Understanding Iran’s relationship with Buzz-Concepts provides a convenient little shortcut when it comes to understanding Iran’s role as regional superpower within the Middle East and Islamic world and its role as a belligerent adversary to the US and the whole of the Western sphere. The Iranian agenda is incredibly, gloriously simple: they want to project and magnify their own power and influence. That’s it, though: they just want glory for its own sake. In fact, what they are seeking is not glory but -better- gloriousness. The welfare of their people – a factor which we now know in the First World to be essential for any nation to be categorised as definitively, characteristically, categorically “great” – is a lesser concern of theirs. The US and Iran have evolved in the modern world to despise each other down to the very foundations of one another’s cultures. Americans bleed augustness via economic prowess alone, while the Iranians were stumped from the outset in the modern world by the very process of overthinking the very theoretical fundaments of the very nature of the concept of glory in and of itself. It is this dynamic that means that American advancement can’t not vex the Iranians, and vice versa.

General Suleimani was universally respected and revered as a pivotal figure in Iran and the surrounding region. His death on 3 January 2020 sparked the commencement of a new era for Middle Eastern politics – an aftermath. It was exacted by US forces and ordered by Donald Trump, showing unruly extremists and their closeted supporters that they really don’t have anywhere (nice) to hide. Revenge was swiftly vowed. Million took to the streets to mourn his death in both Iran and Iraq the ensuing week. Three days after, Iran launched a retaliatory attack on US forces in Iraq, accidentally shooting down Ukraine International Airlines Flight 752, killing 176 civilians and triggering to nation-wide protests.

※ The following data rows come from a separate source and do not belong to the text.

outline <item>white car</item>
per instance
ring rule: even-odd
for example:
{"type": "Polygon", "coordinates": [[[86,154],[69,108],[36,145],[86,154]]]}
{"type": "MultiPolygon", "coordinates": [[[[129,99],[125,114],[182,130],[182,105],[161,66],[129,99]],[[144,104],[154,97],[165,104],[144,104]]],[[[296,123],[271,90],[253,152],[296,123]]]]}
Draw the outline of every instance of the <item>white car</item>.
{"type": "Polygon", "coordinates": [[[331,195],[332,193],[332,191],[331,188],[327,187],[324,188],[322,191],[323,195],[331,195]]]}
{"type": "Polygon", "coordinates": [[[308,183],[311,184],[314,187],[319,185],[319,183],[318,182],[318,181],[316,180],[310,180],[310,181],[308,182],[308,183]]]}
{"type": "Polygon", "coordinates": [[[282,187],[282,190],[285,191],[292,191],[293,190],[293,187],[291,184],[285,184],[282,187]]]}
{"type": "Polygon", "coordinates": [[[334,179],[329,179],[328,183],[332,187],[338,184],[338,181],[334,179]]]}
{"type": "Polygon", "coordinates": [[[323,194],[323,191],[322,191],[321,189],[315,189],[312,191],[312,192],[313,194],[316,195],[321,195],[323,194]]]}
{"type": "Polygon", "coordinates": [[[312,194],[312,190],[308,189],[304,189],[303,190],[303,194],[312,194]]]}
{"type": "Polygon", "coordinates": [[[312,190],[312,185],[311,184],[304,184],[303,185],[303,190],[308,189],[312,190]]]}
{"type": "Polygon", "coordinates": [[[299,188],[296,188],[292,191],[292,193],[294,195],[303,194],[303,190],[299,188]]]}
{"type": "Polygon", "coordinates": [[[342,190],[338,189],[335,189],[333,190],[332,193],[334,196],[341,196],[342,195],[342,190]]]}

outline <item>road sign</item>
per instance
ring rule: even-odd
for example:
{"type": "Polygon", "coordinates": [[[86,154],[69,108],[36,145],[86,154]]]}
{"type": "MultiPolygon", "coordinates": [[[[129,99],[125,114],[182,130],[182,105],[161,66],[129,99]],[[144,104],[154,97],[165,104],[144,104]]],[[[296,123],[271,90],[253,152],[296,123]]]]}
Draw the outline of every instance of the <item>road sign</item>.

Sick of their parasitism, America had firmly committed itself to neutralising tension in the Middle East. The resulting quietness had allowed Iranians to become especially cocky and arrogant – characteristics they are otherwise prone to displaying via the Buzz-Concept glory. It makes people want to put them in their place, and they are aware of that. But this does not really deter them or make them afraid: instead they have committed themselves to a new strategy, abandoning open attack for covert operation and intricate tactical advancement. They really want their share of the glory. That is what they are up to. They really really want it, you see, but their elites don’t have the right value systems or attitudes. The gloomy end result is that they are have gone down in history as an iconic meddlesome, conniving mischief-maker of the 21st century, rather than the exceptionally strong-willed, purposeful, energetic, refined, discerning people that they otherwise are.